Calling the chat/endpoint the following way: (unsure if my overrides are redundant..?):

import httpx
import asyncio

async def call_chat_endpoint():
    url = 'http://127.0.0.1:50505/chat'
    data = {
        "context": {"overrides": {"retrieval_mode": "text"}
                    # Include any necessary context here
                    },
        "messages": [
            {"role": "user", "content": "Where is Paris?"}
        ],
        "session_state": {}  # Include any session state if needed
    }

    headers = {
        'Content-Type': 'application/json',
        'Authorization': 'Bearer YOUR_AUTH_TOKEN',  # If you need to include a token
    }

    async with httpx.AsyncClient() as client:
        response = await client.post(url, json=data, headers=headers)
        print(response.json())  # Process the response

# Run the async function
asyncio.run(call_chat_endpoint())

Tracing the application with Datadog I am pretty sure the format of the response comes from run_without_streaming().

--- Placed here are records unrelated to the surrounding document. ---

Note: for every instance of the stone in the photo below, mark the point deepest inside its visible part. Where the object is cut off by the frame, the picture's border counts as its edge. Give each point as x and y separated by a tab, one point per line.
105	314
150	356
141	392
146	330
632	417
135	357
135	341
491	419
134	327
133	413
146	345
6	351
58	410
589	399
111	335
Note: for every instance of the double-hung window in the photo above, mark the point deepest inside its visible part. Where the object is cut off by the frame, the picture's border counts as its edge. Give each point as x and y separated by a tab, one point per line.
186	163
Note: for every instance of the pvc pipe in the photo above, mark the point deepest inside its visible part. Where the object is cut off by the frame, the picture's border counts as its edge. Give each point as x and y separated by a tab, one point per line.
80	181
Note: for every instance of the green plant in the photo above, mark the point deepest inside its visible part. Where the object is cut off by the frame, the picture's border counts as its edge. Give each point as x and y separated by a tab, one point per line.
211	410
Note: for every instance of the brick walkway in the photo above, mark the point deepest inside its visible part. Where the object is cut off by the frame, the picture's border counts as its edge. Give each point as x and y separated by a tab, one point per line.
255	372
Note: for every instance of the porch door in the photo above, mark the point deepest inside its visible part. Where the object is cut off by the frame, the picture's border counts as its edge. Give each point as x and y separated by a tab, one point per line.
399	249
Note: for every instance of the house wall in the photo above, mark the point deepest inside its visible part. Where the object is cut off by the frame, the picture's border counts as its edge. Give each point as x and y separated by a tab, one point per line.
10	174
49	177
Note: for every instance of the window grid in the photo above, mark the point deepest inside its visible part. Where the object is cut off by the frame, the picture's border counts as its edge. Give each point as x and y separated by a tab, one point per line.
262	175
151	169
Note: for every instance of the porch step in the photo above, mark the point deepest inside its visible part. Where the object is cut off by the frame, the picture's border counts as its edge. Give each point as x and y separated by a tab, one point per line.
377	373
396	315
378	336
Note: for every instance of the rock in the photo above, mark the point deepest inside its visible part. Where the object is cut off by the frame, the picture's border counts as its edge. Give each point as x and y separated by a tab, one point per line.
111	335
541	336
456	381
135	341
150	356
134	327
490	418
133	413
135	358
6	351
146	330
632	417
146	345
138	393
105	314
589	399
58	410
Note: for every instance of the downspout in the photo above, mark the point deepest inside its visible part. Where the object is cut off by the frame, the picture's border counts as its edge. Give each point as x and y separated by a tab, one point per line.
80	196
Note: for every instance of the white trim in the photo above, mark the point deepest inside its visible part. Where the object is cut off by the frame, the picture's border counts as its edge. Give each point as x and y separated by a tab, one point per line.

        chat_app_response = {
            "message": {"content": "Paris is in France and known for its rich history.", "role": "assistant"},
            "context": extra_info,
            "session_state": session_state,
        }

If so, in the frontend my guess implementation is just the previous "message" is passed to the next chat/ call before the next question? For example,

    data = {
        "context": {"overrides": {"retrieval_mode": "text"}},
        "messages": [
            {"role": "user", "content": "Where is Paris?"},
            {"content": "Paris is in France and known for its rich history.", "role": "assistant"},
            {"role": "user", "content": "What history are you referring to?"},
        ],
        "session_state": {}  # Include any session state if needed
    }

In other words, I am trying to understand if the "context" or "session_state" output from run_without_streaming() would get passed to the next chat/ call as well? Any further documentation of APIs needed to simulate a chat experience would be great!

OS and Version?

macOS Sonoma

azd version?

run azd version

azd version 1.10.3 (commit 0595f33fe948ee6df3da492567e3e7943cb9a733)

Versions

NA

Mention any other details that might be useful

While some additional documentation on the prompt sequences would be useful, overall this is an a really great repository. In contrast, to sample-app-aoai-chatGPT I have found understanding the calls made to the Search Client & Azure OpenAI APIs much easier to follow. Great work and thank you 🙌 🙌

pamelafox commented 4 hours ago

The backend follows the protocol described here: https://github.com/microsoft/ai-chat-protocol/tree/main/spec#microsoft-ai-chat-protocol-api-specification-version-2024-05-29

Let me know if you have additional questions after reading that.